私の田舎がオホーツクの北見というところなんですが、人口は十一万人ぐらいある地域であり、そして北見日赤病院という三次救急、三次医療を担う中核病院もあるところでありますが、最近の傾向を見ていると、一次、二次の民間の医療機関が相次いで閉鎖をするということが起き、その後、新しく開業する医療機関がないという状況が実際起きております。
したがって、今頑張っていただいている三次、二次のところにかなり負担が掛かっているというのがこれ現実の問題でありますから、是非この診療報酬改定のところでは、今お尋ねをしたところ、しっかりと現場の様子を見て御対応いただきたいというふうに思っております。
次に、人材、これ、どこでも人材不足ということが言われておりますけれども、医療の現場でも人材不足における状況の中で、医療DX、これをどう普及、活用していくかということについてお尋ねをいたします。
合計特殊出生率が二・〇以下になった一九七五年以降、日本では少子化が進み、二〇二四年の出生数は初めて七十万人を割り込み、合計特殊出生率も過去最低の一・一五となっています。二〇四〇年には高齢者人口がピークを迎える一方、医療、介護を担う現役世代は大幅に減少し、今後、サービス提供体制の維持が困難になることが予想されています。
他方、近年の技術革新によりましてICTは急速に高度化し、電子カルテの情報共有やAI問診、オンライン問診など、医療DXによって様々な業務が効率化され、今後更に効率化が推進されるものと思われます。医療DXの更なる普及によって業務改善やタスクシフトが一定程度進み、働き方改革の改善にもつながるものと思われますが、一定の補助制度がありますけれども、システム導入に伴うイニシャルコストは医療機関にとってはとても大きな負担になっております。
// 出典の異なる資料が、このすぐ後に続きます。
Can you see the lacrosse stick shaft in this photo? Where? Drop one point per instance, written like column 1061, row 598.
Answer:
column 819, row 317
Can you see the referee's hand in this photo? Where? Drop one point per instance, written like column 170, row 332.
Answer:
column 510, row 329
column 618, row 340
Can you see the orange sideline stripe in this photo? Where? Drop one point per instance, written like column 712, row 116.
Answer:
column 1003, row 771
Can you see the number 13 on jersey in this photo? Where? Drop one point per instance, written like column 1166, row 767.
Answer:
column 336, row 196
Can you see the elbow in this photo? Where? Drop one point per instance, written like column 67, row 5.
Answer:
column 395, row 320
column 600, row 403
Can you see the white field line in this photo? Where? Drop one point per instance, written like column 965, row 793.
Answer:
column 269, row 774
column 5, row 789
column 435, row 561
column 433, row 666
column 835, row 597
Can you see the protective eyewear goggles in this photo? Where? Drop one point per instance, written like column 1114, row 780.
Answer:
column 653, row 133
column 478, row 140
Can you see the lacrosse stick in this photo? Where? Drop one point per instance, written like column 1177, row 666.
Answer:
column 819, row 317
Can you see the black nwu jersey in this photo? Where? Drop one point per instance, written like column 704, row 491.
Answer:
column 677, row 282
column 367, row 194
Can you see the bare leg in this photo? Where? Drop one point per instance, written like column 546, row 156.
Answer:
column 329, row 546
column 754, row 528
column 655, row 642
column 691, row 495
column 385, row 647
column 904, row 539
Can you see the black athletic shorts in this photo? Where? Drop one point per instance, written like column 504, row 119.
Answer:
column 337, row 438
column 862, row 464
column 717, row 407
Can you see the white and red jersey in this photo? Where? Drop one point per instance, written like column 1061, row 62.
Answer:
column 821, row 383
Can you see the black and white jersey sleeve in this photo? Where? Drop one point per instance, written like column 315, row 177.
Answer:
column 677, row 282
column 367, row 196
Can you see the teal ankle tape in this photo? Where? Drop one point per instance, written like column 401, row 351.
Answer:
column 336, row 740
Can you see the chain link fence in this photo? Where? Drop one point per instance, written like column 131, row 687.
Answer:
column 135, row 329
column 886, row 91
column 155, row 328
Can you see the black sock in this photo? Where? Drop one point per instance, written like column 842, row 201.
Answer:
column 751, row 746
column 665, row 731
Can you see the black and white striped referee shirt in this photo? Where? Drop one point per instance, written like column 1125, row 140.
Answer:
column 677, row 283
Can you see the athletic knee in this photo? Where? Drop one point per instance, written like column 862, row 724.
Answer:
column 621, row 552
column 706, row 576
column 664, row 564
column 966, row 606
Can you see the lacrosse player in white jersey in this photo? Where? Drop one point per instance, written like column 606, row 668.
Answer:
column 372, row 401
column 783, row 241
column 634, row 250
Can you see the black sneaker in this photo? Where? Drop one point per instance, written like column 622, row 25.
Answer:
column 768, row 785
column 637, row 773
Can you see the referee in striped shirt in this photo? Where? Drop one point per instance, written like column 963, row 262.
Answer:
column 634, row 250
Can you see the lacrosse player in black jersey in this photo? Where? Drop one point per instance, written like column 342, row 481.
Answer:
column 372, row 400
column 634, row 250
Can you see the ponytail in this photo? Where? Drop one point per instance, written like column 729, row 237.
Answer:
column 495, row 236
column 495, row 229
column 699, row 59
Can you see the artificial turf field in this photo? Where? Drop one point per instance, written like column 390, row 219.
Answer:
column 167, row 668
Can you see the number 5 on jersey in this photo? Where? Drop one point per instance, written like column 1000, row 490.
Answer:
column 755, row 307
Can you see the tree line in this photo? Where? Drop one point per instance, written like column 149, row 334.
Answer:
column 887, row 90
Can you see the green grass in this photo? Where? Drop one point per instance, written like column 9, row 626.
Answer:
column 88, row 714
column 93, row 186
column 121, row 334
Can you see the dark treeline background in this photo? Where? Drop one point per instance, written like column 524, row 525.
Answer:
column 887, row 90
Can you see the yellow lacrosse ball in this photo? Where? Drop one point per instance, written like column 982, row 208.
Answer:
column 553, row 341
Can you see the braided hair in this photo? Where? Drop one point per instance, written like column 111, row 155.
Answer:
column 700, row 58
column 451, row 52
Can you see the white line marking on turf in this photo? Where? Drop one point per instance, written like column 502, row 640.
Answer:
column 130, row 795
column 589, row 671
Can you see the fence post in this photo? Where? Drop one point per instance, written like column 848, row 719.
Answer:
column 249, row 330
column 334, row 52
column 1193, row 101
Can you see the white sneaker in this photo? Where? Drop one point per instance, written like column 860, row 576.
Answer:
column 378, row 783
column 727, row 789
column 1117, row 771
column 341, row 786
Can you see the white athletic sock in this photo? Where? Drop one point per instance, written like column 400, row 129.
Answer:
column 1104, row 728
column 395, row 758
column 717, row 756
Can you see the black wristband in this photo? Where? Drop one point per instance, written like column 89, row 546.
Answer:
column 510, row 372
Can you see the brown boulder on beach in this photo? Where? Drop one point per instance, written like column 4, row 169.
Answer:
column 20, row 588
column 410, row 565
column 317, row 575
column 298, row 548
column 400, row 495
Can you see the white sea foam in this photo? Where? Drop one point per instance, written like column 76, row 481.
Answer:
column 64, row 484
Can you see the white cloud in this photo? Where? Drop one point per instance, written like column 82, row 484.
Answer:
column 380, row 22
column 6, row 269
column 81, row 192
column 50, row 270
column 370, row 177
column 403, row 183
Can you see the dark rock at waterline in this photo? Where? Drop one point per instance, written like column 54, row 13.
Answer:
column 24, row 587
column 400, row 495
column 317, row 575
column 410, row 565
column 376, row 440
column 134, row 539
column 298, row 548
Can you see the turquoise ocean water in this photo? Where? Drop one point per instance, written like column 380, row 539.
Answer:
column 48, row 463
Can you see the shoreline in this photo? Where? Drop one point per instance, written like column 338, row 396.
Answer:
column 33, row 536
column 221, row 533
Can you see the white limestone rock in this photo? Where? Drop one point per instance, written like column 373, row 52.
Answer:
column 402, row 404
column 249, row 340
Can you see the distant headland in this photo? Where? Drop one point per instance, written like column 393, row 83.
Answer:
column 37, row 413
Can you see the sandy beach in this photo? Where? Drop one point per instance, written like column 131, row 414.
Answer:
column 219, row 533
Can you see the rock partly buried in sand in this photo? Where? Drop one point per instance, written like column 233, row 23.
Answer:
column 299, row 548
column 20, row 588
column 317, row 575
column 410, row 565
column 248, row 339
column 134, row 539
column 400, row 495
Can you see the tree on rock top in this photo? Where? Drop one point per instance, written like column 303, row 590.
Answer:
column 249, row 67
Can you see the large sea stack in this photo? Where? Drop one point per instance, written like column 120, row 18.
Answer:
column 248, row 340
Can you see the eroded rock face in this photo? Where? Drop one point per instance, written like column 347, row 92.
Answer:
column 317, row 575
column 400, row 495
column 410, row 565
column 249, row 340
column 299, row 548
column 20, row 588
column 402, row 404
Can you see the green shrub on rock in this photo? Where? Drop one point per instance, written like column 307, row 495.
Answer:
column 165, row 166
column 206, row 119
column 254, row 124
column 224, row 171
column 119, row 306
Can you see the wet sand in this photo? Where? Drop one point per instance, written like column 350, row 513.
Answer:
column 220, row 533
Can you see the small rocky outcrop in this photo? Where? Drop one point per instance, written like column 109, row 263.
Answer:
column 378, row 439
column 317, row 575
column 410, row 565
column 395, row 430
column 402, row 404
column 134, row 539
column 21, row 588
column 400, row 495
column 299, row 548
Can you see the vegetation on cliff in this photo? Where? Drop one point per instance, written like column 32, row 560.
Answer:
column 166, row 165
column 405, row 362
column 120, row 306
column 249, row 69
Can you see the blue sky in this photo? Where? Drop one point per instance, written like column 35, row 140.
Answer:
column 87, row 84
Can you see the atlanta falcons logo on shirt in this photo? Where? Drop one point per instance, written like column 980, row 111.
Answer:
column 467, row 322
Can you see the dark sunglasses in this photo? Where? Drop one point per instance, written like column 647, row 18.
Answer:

さらに、システムを入れると当然定期的に更新費用などのランニングコストも発生しますが、これも医療機関の運営にとっては負担になっております。
医療機関の収入の大部分が、先ほどからも触れておりますが、これ公定価格の診療報酬で賄われていて、システム更新時のランニングコストも診療報酬に実は含まれていないんですね。物価高に伴う経費や設備投資に係る費用などは診療報酬に上乗せすることができないということになっていますから、システムの導入を踏みとどまってしまう医療機関が多いというふうに聞いています。
そこでお尋ねいたしますけれども、導入等に係る経費への支援及び人員基準の見直しについて、人口が減少する中、職場環境改善を推進するにはICTの導入や医療DXによる業務効率化が必須であり、普及のためには少なくとも導入時のイニシャルコストを国で支援すべきと考えますが、御所見を伺います。
また、医療、介護を担う現役世代が大幅に減少しておりますが、日本の人口推計を踏まえると、現行の診療報酬における人員配置基準、これを見直す時期に来ているというふうに私は思いますが、御所見を伺いたいと思います。